Adjacent data sources in the social/dev/content suite:

ScraperPurpose
devto-articles-scraperYou are here. Dev.to articles by tag/author/feed via the public API.
hacker-news-search-scraperHN stories/comments/Show HN/Ask HN/front page by keyword.
hacker-news-who-is-hiring-scraperMonthly HN "Who is hiring?" thread parsed by company/role/stack.
reddit-subreddit-scraperPosts from any subreddit by sort and time window.
reddit-historical-archive-scraperYears of subreddit history at scale.
stack-exchange-questions-scraperQ&A across 170+ Stack Exchange sites by tag/site/sort.
github-repository-scraperPublic GitHub repo metadata by search query.
product-hunt-daily-launches-scraperToday's Product Hunt launches with votes and makers.
linkedin-top-content-scraperTop-performing LinkedIn posts by keyword/author.
linkedin-ad-library-scraperLinkedIn Ad Library — competitor ad creative & spend signals.
letterboxd-film-review-scraperFilm reviews from Letterboxd for culture/sentiment work.
instagram-media-downloaderReels/Posts/Stories HD download URLs in bulk.

🔑 Keyword cloud

Core: devto scraper, dev.to scraper, devto api scraper, dev.to articles scraper, devto blog scraper, devto tag scraper, devto author scraper, devto json export, devto csv export, forem scraper, forem api scraper, tech blog scraper, developer articles scraper, developer blog dataset.

Niche: devto javascript scraper, devto python scraper, devto ai scraper, devto webdev scraper, devto rust scraper, devto react scraper, devto devops scraper, devto career scraper, devto beginners scraper, devto tutorial scraper, devto reactions scraper, devto comments count scraper, devto reading time scraper, devto cover image scraper.
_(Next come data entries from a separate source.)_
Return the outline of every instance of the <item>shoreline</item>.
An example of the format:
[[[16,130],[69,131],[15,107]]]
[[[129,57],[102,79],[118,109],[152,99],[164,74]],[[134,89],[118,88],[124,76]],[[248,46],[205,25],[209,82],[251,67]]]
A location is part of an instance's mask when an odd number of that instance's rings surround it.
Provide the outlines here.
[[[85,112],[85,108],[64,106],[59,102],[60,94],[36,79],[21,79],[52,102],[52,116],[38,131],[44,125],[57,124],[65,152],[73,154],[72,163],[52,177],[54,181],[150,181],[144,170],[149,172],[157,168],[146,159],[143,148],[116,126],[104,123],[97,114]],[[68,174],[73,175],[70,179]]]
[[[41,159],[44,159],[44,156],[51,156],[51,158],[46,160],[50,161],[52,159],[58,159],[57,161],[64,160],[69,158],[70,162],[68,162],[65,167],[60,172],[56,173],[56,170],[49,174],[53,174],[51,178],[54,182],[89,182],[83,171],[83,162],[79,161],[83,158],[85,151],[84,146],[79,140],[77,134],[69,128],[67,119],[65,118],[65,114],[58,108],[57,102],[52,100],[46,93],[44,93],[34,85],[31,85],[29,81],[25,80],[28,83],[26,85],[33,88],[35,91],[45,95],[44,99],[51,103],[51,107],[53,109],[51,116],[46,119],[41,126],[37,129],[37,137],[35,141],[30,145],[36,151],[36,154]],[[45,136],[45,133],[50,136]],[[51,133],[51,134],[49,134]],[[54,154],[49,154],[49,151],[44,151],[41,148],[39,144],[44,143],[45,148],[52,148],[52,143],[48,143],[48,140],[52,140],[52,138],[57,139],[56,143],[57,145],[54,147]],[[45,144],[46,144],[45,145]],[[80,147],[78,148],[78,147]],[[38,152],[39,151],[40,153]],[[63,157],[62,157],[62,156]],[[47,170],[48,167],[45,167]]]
Use case: tech content discovery, developer content aggregator, tech newsletter automation, author network analysis, tag trend tracking, devrel monitoring, devtool marketing intelligence, technical writing benchmarking, content audit dataset, content curation pipeline, competitive content tracking, influencer monitoring, podcast guest research, technical recruiting research, llm training data for developer writing, nlp corpus building, sentiment analysis on tech content.

Audience: technical content marketers, devrel teams, newsletter writers, dev tool product managers, founders of dev-tool startups, technical journalists, content aggregator owners, ml/llm engineers, ai researchers, technical recruiters, dev community managers, growth marketers targeting developers, podcast hosts in tech, developer educators, technical writers and authors.


Changelog

  • 2026-06-01 — Maintenance & reliability pass: pulled the latest source and rebuilt the Actor on the current base image; build verified.
  • 2026-05-25 — Maintenance & reliability pass: pulled the latest source and rebuilt the Actor on the current base image; build verified.

  • 2026-05-20 — Maintenance pass: reviewed the input schema and default values for a smooth one-click start, and rebuilt the Actor on the latest base image.

Last reviewed: 2026-06-01.

📝 Changelog

2026-06-04

  • Verified live & refreshed build — reliability/maintenance pass.